Plus l’art voudra être philosophiquement clair, plus il se dégradera et remontera vers l’hiéroglyphe enfantin ; plus au contraire l’art se détachera de l’enseignement et plus il montera vers la beauté pure et désintéressée.

L’Allemagne, comme on le sait et comme il serait facile de le deviner si on ne le savait pas, est le pays qui a le plus donné dans l’erreur de l’art philosophique.

Nous laisserons de côté des sujets bien connus, et par exemple, Overbeck n’étudiant la beauté dans le passé que pour mieux enseigner la religion ; Cornélius et Kaulbach, pour enseigner l’histoire et la philosophie (encore remarquerons-nous que Kaulbach ayant à traiter un sujet purement pittoresque, la Maison des fous, n’a pas pu s’empêcher de le traiter par catégories et, pour ainsi dire, d’une manière aristotélique, tant est indestructible l’antinomie de l’esprit poétique pur et de l’esprit didactique).

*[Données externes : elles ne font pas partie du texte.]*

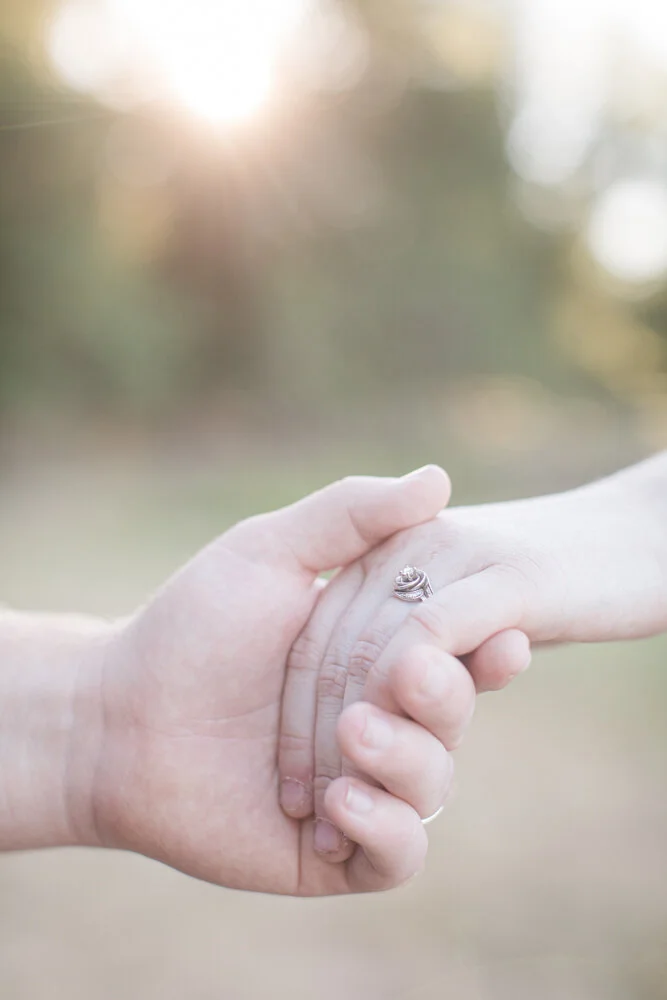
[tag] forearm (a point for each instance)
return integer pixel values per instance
(50, 670)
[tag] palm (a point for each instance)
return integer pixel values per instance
(203, 751)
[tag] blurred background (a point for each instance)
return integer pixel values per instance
(246, 248)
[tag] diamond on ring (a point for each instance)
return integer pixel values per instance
(412, 585)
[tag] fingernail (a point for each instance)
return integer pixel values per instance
(420, 472)
(327, 839)
(293, 795)
(358, 802)
(378, 733)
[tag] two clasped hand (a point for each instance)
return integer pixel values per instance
(584, 566)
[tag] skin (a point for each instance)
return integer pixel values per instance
(159, 734)
(589, 565)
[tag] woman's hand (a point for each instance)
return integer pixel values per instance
(589, 565)
(191, 688)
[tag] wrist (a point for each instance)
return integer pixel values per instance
(51, 729)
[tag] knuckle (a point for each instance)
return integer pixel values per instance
(305, 654)
(366, 652)
(430, 618)
(295, 742)
(326, 773)
(332, 683)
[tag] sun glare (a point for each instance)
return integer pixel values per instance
(218, 58)
(627, 231)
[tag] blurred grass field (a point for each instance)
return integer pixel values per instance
(547, 875)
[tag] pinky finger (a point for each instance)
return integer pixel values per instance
(391, 839)
(499, 660)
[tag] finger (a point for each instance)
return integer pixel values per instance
(435, 690)
(499, 660)
(343, 521)
(392, 840)
(338, 670)
(299, 704)
(457, 620)
(401, 756)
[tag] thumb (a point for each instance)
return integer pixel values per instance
(343, 521)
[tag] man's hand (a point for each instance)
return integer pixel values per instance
(191, 688)
(589, 565)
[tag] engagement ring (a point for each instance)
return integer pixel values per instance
(412, 584)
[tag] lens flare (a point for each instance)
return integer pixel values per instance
(217, 58)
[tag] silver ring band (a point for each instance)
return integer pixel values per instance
(429, 819)
(412, 585)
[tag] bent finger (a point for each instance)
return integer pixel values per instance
(401, 756)
(499, 660)
(392, 842)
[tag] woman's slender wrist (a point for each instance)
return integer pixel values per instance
(50, 728)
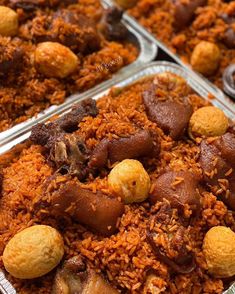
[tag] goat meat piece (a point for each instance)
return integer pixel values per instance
(96, 210)
(76, 277)
(184, 12)
(179, 188)
(172, 116)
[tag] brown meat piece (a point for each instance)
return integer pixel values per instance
(42, 133)
(171, 115)
(75, 277)
(66, 151)
(179, 188)
(69, 154)
(140, 144)
(184, 263)
(11, 58)
(68, 28)
(96, 210)
(184, 12)
(111, 25)
(175, 254)
(217, 160)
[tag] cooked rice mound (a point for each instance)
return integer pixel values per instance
(126, 257)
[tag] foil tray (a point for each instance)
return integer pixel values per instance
(201, 88)
(144, 32)
(147, 52)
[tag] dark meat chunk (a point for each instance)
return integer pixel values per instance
(69, 154)
(184, 12)
(171, 115)
(66, 151)
(68, 28)
(40, 134)
(96, 210)
(75, 277)
(217, 160)
(184, 263)
(11, 58)
(70, 121)
(111, 25)
(174, 252)
(179, 188)
(140, 144)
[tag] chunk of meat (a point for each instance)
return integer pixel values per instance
(217, 160)
(179, 188)
(140, 144)
(174, 252)
(96, 210)
(42, 133)
(111, 25)
(70, 121)
(75, 277)
(69, 154)
(66, 151)
(184, 12)
(69, 28)
(11, 58)
(171, 115)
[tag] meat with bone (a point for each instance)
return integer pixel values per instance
(96, 210)
(140, 144)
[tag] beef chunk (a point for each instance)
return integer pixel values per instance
(76, 277)
(69, 154)
(11, 58)
(111, 25)
(170, 113)
(42, 134)
(179, 188)
(68, 28)
(184, 12)
(176, 254)
(69, 122)
(96, 210)
(66, 151)
(217, 160)
(140, 144)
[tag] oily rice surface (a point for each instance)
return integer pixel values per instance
(24, 92)
(158, 17)
(126, 257)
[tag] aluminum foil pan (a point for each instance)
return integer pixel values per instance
(147, 52)
(203, 89)
(144, 32)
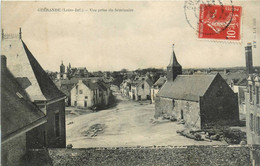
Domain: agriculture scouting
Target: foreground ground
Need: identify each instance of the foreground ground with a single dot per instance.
(129, 123)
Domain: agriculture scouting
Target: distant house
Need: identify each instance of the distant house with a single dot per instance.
(41, 91)
(252, 98)
(66, 85)
(84, 94)
(201, 101)
(156, 87)
(18, 117)
(141, 88)
(125, 87)
(88, 93)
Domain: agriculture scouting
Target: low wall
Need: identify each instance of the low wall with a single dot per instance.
(189, 156)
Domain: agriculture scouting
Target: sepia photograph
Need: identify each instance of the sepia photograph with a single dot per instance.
(130, 83)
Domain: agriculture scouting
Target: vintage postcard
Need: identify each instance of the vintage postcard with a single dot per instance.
(130, 83)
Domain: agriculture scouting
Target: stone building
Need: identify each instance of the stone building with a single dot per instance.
(18, 117)
(62, 74)
(41, 91)
(141, 88)
(88, 93)
(201, 101)
(125, 87)
(156, 87)
(252, 98)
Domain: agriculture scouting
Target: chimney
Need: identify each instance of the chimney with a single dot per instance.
(3, 62)
(249, 59)
(174, 68)
(3, 35)
(20, 33)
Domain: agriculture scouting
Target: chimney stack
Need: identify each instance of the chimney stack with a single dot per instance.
(249, 59)
(20, 33)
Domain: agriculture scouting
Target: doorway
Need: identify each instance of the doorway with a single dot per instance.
(182, 117)
(85, 103)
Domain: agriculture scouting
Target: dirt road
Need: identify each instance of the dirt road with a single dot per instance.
(129, 123)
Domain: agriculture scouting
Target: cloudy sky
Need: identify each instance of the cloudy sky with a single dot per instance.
(114, 40)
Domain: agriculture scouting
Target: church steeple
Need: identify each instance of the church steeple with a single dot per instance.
(174, 68)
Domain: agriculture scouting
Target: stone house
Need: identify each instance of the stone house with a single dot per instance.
(18, 116)
(156, 87)
(201, 101)
(141, 88)
(65, 85)
(252, 98)
(238, 83)
(125, 87)
(104, 93)
(88, 93)
(41, 91)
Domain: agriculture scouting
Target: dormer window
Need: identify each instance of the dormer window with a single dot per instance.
(19, 95)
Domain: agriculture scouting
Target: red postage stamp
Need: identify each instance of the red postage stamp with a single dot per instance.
(219, 22)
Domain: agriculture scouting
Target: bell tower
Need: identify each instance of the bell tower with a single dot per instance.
(174, 68)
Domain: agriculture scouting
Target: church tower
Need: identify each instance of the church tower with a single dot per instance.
(62, 68)
(174, 68)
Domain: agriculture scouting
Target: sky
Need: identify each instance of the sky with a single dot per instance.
(139, 38)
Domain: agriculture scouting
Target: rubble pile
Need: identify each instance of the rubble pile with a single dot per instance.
(229, 135)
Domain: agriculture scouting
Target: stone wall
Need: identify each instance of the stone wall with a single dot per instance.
(189, 156)
(191, 113)
(52, 140)
(219, 105)
(163, 106)
(12, 152)
(253, 135)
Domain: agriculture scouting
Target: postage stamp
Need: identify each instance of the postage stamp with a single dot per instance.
(219, 22)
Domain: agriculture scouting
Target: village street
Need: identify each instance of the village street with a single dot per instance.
(130, 123)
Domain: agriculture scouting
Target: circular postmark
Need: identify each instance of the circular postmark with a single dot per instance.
(208, 17)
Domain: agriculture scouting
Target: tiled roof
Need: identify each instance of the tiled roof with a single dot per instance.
(139, 80)
(22, 64)
(17, 111)
(186, 87)
(238, 78)
(160, 81)
(91, 85)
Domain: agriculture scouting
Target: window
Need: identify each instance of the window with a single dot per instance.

Nous nous occuperons aujourd’hui, comme premier échantillon de l’art philosophique, d’un artiste allemand beaucoup moins connu, mais qui, selon nous, était infiniment mieux doué au point de vue de l’art pur, je veux parler de M. Alfred Béthel, mort fou, il y a peu de temps, après avoir illustré une chapelle sur les bords du Rhin, et qui n’est connu à Paris que par huit estampes gravées sur bois dont les deux dernières ont paru à l’Exposition universelle.